One might reasonably draw a conclusion that those who have benefited from a steady stream of pork flowing to their tiny region might be upset at anyone taking a close look at this shadow government responsible for milking the public of over $27.1 billion in the last 16 years.
Whatever their motives, the public needs to know the cast of characters and past actions fueling the opposition.
In May 2016, Barbara Barrigan-Parrilla of Restore the Delta, a non-profit advocacy group, filed a complaint against Meral with the California Fair Political Practices Commission (FPPC), alleging that Meral had lobbied legislators and his former agency within a year of leaving employment, a violation of GC Sec. 87406’s revolving door provision, that Meral was an unregistered lobbyist, and that Natural Heritage Institute failed to report lobbying expenditures.
The outcome of that complaint was not publicly reported by the FPPC and became the subject of a Public Records Act request by Grimes on its disposition.
As one whom closely followed Proposition 1’s movement through the California Legislature, I can testify that the public story regarding the Assembly and Senate’s deliberations on several possible bond bills, eventual coalescence around a single piece of legislation and passage in the closing days of the session was far different than what Grimes reported and Barrigan-Parrilla viewed as illegal influence.

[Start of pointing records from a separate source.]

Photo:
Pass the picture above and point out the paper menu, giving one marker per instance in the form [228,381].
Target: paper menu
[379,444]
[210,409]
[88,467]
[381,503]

We all believed we were witnessing an open, transparent process with public participation. Nothing slipped out to reveal that Meral had a series of drafts of the final bill in hand in spring, 2014, was circulating them secretly within his group, and cooked final language long before the public learned in August that it existed.
There was no public pronouncement or media coverage of the secret meetings with legislators and the governor as described in the Barrigan-Parrilla documents.
It’s long past time for those responsible for other members of the fourth estate and holders of the public trust to look into these well-funded, insider-driven activities and reveal to the public the true nature of this quagmire of influence, bringing this disgrace to light and closing the chapter on the cabal’s power.